/*!

@file kmeans.txt
@author Ryan Curtin
@brief Tutorial for how to use k-means in mlpack.

@page kmtutorial K-Means tutorial (kmeans)

@section intro_kmtut Introduction

The popular k-means algorithm for clustering has been around since the late
1950s, and the standard algorithm was proposed by Stuart Lloyd in 1957.  Given a
set of points \f$ X \f$, k-means clustering aims to partition each point \f$ x_i
\f$ into a cluster \f$ c_j \f$ (where \f$ j \le k \f$ and \f$ k \f$, the number
of clusters, is a parameter).  The partitioning is done to minimize the
objective function

\f[
\sum_{j = 1}^{k} \sum_{x_i \in c_j} \| x_i - \mu_j \|^2
\f]

where \f$\mu_j\f$ is the centroid of cluster \f$c_j\f$.  The standard algorithm
is a two-step algorithm:

 - \b Assignment \b step.  Each point \f$x_i\f$ in \f$X\f$ is assigned to the
   cluster whose centroid it is closest to.
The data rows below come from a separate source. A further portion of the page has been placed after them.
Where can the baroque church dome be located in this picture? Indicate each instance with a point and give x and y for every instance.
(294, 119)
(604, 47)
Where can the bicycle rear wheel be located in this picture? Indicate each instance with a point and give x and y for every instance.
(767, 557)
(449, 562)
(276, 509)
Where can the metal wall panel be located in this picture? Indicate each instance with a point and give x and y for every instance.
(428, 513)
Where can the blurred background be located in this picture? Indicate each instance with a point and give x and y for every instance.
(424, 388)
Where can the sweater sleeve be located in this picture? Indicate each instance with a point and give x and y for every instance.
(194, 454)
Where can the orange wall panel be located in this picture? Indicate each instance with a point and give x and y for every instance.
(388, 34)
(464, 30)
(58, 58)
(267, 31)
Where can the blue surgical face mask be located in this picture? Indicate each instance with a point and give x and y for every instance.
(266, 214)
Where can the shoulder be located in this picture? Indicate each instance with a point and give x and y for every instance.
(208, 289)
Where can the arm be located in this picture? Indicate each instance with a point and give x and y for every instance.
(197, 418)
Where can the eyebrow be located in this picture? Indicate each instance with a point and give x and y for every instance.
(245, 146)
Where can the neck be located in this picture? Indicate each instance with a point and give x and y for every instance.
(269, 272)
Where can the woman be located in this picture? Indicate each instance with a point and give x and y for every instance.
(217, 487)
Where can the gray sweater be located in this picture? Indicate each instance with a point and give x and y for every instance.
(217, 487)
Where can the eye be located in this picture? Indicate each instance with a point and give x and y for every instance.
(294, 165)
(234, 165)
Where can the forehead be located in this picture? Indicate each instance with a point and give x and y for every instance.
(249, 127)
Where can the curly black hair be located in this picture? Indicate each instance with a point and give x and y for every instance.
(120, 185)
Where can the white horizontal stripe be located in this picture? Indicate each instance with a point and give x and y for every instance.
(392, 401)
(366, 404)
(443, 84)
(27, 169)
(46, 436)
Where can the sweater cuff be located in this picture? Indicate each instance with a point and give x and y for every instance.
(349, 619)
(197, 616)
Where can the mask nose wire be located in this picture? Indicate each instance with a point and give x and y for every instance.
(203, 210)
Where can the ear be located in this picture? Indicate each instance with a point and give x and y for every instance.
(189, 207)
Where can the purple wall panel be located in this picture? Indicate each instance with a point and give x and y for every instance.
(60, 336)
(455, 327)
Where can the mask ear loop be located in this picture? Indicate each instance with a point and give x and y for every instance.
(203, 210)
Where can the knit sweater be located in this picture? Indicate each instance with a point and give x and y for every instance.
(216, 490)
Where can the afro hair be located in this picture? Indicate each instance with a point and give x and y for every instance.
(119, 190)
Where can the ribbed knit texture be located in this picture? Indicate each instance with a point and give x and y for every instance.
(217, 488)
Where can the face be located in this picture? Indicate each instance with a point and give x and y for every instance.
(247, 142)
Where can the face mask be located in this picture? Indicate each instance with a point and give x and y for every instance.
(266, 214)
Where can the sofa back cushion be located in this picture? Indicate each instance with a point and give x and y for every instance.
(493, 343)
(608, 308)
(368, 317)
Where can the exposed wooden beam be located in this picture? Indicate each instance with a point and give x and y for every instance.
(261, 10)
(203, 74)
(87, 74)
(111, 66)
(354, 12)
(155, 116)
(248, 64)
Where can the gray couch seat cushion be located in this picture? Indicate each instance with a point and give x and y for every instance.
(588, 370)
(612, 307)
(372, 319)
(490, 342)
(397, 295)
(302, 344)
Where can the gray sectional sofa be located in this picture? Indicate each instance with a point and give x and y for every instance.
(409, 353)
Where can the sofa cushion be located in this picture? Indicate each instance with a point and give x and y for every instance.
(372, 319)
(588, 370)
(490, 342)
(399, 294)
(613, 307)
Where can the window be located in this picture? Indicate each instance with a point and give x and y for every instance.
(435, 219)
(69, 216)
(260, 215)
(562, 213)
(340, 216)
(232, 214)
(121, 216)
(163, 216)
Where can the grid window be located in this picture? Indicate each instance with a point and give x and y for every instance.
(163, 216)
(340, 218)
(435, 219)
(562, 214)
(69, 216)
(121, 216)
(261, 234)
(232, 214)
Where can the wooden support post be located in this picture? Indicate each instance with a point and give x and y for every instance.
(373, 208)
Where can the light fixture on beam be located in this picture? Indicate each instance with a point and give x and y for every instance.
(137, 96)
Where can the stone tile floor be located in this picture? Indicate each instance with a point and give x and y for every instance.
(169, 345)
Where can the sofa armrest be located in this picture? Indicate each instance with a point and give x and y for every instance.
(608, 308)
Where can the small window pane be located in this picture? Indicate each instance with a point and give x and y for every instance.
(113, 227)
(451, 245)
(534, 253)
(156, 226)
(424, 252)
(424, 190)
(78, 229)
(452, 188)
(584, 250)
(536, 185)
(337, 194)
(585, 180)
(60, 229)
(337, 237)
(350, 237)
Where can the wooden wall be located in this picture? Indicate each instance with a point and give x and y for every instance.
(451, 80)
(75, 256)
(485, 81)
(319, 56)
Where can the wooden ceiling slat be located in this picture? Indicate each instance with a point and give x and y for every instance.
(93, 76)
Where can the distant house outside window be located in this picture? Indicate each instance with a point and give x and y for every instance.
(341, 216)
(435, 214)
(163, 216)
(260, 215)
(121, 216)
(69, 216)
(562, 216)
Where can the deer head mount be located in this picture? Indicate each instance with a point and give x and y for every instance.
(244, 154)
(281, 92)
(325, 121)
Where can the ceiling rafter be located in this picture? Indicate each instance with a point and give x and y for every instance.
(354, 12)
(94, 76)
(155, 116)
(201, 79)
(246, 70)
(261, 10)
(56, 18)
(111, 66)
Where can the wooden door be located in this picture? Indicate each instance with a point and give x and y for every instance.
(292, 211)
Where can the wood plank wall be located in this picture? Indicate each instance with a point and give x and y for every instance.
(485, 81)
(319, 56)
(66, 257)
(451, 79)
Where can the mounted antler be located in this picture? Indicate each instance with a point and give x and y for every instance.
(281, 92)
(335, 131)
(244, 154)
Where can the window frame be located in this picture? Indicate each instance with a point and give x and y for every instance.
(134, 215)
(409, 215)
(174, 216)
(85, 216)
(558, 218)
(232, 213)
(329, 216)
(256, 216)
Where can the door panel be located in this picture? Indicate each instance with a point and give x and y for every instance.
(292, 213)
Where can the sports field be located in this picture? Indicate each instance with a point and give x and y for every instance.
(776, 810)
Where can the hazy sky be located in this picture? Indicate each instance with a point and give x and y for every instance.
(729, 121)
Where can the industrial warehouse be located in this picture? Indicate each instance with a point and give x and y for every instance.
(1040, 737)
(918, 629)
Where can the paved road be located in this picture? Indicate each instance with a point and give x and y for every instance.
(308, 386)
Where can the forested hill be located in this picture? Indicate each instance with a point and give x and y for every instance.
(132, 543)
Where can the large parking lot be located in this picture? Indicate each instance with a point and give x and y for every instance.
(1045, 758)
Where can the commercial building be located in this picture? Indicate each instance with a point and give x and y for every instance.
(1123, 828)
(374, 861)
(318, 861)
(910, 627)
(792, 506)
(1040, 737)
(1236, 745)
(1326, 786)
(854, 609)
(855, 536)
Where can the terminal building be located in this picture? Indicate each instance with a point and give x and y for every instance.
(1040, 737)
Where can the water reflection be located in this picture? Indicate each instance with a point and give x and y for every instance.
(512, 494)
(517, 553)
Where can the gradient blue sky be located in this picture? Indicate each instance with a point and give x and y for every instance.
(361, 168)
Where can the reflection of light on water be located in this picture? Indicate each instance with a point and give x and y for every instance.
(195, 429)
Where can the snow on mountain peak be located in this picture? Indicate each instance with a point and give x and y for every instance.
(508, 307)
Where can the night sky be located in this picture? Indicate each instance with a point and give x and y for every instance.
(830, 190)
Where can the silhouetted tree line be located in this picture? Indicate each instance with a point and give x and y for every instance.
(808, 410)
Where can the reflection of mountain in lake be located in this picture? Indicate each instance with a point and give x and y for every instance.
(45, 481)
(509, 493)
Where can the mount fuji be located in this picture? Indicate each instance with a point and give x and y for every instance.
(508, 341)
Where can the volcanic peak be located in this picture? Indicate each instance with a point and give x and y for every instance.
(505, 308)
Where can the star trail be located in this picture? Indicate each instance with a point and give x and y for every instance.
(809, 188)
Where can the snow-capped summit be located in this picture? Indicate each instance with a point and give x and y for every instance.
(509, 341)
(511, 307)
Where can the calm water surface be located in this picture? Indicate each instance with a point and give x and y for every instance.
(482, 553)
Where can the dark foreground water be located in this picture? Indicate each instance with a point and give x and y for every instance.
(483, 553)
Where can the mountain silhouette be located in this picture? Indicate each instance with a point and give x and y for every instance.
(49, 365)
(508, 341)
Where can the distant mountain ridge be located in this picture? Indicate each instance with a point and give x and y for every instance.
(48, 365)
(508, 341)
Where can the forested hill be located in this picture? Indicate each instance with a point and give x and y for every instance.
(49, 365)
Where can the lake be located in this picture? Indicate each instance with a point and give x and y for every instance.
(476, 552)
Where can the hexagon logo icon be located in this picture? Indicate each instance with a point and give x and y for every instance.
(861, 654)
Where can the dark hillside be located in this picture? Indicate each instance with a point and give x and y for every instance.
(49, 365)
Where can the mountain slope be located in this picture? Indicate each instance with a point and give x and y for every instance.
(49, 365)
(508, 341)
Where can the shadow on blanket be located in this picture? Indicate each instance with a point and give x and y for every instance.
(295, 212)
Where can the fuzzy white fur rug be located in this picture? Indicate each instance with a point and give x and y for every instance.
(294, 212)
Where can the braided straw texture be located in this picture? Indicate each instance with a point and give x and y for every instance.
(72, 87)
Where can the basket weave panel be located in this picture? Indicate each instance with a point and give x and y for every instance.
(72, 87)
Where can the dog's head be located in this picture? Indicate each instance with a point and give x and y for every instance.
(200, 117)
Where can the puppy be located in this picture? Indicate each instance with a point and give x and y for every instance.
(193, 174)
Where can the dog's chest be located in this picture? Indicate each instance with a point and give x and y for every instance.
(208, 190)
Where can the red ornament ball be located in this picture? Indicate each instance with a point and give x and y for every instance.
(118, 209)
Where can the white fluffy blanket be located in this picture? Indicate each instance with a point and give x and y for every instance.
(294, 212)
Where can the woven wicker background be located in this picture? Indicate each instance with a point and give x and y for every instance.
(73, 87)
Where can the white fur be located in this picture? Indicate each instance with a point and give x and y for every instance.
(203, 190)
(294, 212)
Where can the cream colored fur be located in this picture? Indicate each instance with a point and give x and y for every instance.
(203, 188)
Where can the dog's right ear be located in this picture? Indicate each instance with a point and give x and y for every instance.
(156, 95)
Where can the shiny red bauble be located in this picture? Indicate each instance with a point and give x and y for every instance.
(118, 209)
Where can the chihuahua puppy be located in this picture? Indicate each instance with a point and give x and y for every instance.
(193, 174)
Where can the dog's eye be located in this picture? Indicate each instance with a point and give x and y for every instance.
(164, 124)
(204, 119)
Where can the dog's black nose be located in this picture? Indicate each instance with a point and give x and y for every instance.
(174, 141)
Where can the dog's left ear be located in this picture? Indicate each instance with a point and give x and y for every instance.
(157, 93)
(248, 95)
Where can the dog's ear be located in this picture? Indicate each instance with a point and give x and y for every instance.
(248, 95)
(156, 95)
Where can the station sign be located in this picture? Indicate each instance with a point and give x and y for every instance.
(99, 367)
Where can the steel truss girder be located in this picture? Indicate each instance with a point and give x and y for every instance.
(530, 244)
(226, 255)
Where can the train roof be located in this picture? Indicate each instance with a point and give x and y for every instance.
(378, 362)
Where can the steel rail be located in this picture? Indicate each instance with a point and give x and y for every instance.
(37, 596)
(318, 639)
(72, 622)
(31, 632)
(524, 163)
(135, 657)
 - \b Update \b step.  Using the new cluster assignments, the centroids of each
   cluster are recalculated.

The algorithm has converged when no more assignment changes are happening with
each iteration.  However, this algorithm can get stuck in local minima of the
objective function and is particularly sensitive to the initial cluster
assignments.  Also, situations can arise where the algorithm will never converge
but reaches steady state -- for instance, one point may be changing between two
cluster assignments.

There is vast literature on the k-means algorithm and its uses, as well as
strategies for choosing initial points effectively and keeping the algorithm
from converging in local minima.  \b mlpack does implement some of these,
notably the Bradley-Fayyad algorithm (see the reference below) for choosing
refined initial points.  Importantly, the C++ \c KMeans class makes it very easy
to improve the k-means algorithm in a modular way.

@code
@inproceedings{bradley1998refining,
  title={Refining initial points for k-means clustering},
  author={Bradley, Paul S. and Fayyad, Usama M.},
  booktitle={Proceedings of the Fifteenth International Conference on Machine
      Learning (ICML 1998)},
  volume={66},
  year={1998}
}
@endcode

\b mlpack provides:

 - a \ref cli_kmtut "simple command-line executable" to run k-means
 - a \ref kmeans_kmtut "simple C++ interface" to run k-means
 - a \ref kmeans_template_kmtut "generic, extensible, and powerful C++ class"
   for complex usage

@section toc_kmtut Table of Contents

A list of all the sections this tutorial contains.

 - \ref intro_kmtut
 - \ref toc_kmtut
 - \ref cli_kmtut
   - \ref cli_ex1_kmtut 
   - \ref cli_ex2_kmtut 
   - \ref cli_ex3_kmtut 
   - \ref cli_ex4_kmtut 
   - \ref cli_ex5_kmtut 
   - \ref cli_ex6_kmtut 
 - \ref kmeans_kmtut
   - \ref kmeans_ex1_kmtut 
   - \ref kmeans_ex2_kmtut 
   - \ref kmeans_ex3_kmtut 
   - \ref kmeans_ex4_kmtut 
   - \ref kmeans_ex5_kmtut 
   - \ref kmeans_ex6_kmtut 
   - \ref kmeans_ex7_kmtut 
 - \ref kmeans_template_kmtut
   - \ref kmeans_metric_kmtut 
   - \ref kmeans_initial_partition_kmtut 
   - \ref kmeans_empty_cluster_kmtut 
 - \ref further_doc_kmtut

@section cli_kmtut Command-Line 'kmeans'

\b mlpack provides a command-line executable, \c kmeans, to allow easy execution
of the k-means algorithm on data.  Complete documentation of the executable can
be found by typing

@code
$ kmeans --help
@endcode

Below are several examples demonstrating simple use of the \c kmeans executable.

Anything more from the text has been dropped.